The core of Hyatt Hotels Corporation’s business philosophy is to provide authentic hospitality. But great hospitality is more than just superb room service, high-end facilities, and a smooth checkout process. “I think the ability to build and sustain a culture that serves as a bond for our colleagues all around the world is really important,” says Robb Webb, Hyatt’s chief human resources officer. So how does a global company like Hyatt empower its 90,000 employees to deliver consistent, excellent service in about 480 hotels? Hyatt does it by ensuring that its evolving culture is protected as it expands to new countries. “We’re not driven to be the largest hotel company on earth; we’re driven to be the preferred hotel company in the markets where we have a presence,” Webb says. “We believe that to become the preferred brand begins with our workforce.”
1. Honor the Local Culture
Whether it’s through the decor or the dining options, Hyatt embraces the surrounding culture and the local marketplace of its properties in order to be culturally relevant. “If you are in a hotel in South America or the Middle East, that hotel has to be very much a part of the community and the culture,” Webb says. “A guest should not walk into a Hyatt [hotel] and not know what country they’re in.”
Webb, who grew up outside of Toronto, recalls how some American-owned companies ignored the significance of being culturally relevant when they conducted business in Canada. He explains that Hyatt’s decentralized structure allows its hotel chains to take on a local “personality” within its international properties located in about 45 countries. “We honor the culture wherever we are because it’s important to our guests and our workforce,” he says. “Even though the world is becoming much more global, it doesn’t mean that people are not proud of their heritage and culture.”
2. Enhance The Employee Experience
Webb and his team introduced the People Brand, an employee-relationship initiative to underscore the company’s values and to shape [employees’] experiences while working at Hyatt. “It helps people understand the expectations that we have and acknowledges the expectations that an individual has when they come to work for us,” he says. The Hyatt People Brand is a global framework that is implemented locally, so as to incorporate the personality and the cultural norms of the hotel. It provides Hyatt associates with a personal touch in the way it approaches orientation, recognition, and development from the first point of contact.
3. Measure Staff Engagement
Attracting guests to a hotel is one part of the business, but staffing a property with actively engaged associates is another facet.
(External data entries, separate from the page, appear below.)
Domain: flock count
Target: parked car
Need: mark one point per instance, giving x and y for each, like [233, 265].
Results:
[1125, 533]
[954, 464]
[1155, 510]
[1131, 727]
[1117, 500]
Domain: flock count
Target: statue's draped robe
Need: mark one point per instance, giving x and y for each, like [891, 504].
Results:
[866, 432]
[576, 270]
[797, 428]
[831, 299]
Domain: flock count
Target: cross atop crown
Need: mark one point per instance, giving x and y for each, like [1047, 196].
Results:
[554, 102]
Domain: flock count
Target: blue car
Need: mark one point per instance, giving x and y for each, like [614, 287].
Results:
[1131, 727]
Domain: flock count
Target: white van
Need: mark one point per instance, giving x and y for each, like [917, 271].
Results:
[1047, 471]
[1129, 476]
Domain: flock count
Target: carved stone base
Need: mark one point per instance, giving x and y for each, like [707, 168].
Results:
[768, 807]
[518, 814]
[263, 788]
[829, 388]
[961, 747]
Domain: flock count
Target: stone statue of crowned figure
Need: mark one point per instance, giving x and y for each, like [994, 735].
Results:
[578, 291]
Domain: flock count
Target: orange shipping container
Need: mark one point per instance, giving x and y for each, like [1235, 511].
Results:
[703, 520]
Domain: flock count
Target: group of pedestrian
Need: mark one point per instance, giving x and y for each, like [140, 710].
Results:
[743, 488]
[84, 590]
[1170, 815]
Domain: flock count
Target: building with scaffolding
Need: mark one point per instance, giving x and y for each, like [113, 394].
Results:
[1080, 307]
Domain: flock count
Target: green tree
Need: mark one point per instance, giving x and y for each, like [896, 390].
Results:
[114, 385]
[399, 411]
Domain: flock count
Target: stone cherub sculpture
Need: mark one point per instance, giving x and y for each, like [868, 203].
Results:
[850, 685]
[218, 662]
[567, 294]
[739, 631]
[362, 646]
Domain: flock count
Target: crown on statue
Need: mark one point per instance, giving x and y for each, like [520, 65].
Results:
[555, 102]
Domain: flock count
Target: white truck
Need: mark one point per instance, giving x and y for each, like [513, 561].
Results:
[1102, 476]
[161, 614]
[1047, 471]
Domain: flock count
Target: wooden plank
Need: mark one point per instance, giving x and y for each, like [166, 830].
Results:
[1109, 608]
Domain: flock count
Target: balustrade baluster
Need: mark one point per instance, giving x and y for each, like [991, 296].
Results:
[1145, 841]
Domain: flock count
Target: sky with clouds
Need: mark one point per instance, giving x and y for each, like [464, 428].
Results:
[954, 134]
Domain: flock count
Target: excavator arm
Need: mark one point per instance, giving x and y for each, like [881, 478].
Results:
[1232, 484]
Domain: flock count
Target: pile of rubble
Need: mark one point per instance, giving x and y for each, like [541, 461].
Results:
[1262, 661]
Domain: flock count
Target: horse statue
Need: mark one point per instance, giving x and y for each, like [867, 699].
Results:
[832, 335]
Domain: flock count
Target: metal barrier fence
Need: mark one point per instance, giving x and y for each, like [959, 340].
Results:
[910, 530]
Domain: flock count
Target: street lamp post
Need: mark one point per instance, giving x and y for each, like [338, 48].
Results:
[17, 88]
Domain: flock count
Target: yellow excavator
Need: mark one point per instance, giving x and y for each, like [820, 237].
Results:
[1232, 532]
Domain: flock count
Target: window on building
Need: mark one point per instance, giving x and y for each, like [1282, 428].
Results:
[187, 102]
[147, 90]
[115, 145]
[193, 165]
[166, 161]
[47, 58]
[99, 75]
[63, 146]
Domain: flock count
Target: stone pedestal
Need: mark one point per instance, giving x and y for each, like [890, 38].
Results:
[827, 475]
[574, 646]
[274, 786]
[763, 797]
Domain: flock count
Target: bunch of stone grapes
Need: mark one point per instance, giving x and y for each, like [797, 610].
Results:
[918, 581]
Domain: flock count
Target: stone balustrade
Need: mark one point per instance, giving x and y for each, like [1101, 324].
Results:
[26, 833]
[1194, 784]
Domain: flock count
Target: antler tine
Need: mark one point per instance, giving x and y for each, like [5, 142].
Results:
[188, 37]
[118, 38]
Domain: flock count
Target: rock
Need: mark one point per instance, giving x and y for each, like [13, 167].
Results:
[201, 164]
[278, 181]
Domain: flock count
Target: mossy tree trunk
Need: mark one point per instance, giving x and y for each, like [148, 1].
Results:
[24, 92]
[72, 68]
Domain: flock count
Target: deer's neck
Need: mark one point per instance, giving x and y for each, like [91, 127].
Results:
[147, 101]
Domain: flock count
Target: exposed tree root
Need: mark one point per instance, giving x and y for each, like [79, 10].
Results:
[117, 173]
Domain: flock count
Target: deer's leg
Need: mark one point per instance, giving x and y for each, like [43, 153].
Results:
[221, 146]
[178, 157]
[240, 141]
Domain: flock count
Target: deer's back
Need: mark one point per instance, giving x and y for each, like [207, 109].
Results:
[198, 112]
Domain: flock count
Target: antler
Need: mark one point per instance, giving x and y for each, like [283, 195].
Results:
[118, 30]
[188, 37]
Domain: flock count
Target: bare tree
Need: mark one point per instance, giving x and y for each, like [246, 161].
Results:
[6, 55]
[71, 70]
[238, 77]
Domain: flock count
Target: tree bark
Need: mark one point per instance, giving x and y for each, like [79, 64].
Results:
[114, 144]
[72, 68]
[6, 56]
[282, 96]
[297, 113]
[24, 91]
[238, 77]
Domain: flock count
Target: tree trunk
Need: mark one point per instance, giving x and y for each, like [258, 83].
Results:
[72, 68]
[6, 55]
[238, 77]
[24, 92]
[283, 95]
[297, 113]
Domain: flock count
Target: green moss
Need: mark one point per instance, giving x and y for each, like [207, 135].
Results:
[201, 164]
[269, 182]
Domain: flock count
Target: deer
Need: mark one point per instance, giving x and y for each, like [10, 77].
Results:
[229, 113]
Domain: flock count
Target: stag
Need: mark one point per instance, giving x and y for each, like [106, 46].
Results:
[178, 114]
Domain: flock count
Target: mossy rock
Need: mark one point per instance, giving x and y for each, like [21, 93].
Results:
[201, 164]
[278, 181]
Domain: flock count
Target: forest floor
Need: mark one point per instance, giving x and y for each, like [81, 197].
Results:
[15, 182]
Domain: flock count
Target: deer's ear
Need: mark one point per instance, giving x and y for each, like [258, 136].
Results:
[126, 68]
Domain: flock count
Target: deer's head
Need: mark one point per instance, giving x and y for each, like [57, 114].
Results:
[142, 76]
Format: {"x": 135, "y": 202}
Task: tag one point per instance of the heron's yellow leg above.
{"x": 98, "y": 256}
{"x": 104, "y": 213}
In 2008, Hyatt began to measure associate engagement using short, 12-question surveys from Gallup. “Engagement is something that is achieved, or not, every day of the year,” Webb says. He describes engaged associates as people who have an emotional attachment to their work. “It conjures up the idea of a person who personally delivers the brand every time they come in contact with a guest or a coworker,” he says. “Finding those people and providing them with an environment where they love what they do—providing them with great career opportunities—will be the difficult thing for other companies to replicate.”
4. Share Success Stories
Last year, Hyatt’s HR office was asked to produce a short video to on-board new employees about the Hyatt culture and its values. One of Webb’s colleagues scanned through entries featured on Hyatt Stories, a site on an internal portal where guest feedback is shared globally with Hyatt associates. Webb and his team invited guests and those associates who were involved in the stories, and flew them out to New York City to share their stories on camera. Webb sat in on the unscripted interviews and walked away inspired by the real-life accounts as to how Hyatt had an impact in their lives. “It was a really great experience to hear these stories and to see folks from our hotels telling their stories from their hearts about what they believe,” Webb says.
5. Give Back to the Community
In addition to Hyatt’s commitment to its workforce, it also invests into the community of that workforce. “A hotel is a community within a community,” Webb says. “We believe that, by putting a hotel in a community, there is an immediate economic benefit in terms of jobs and supply chain.” Hyatt Thrive, the company’s global corporate-responsibility program, provides resources for social causes—such as environmental sustainability, education, health, and economic development—to strengthen communities worldwide, offering grants and philanthropic contributions. In 2011, the Hyatt Regency New Orleans donated $300,000 to the Make It Right Foundation, founded by actor Brad Pitt, to build new homes in the city’s Lower Ninth Ward, an area ravished by Hurricane Katrina. Hyatt employees also served as disaster-relief volunteers after the tsunamis in Japan and Thailand. These are a few examples of how associates engage outside of their work, one that ladders up to a greater social consciousness. “We want to make the community better and stronger,” Webb says. “It’s a fascinating chance for us to also make a difference in the communities that we’re operating in.”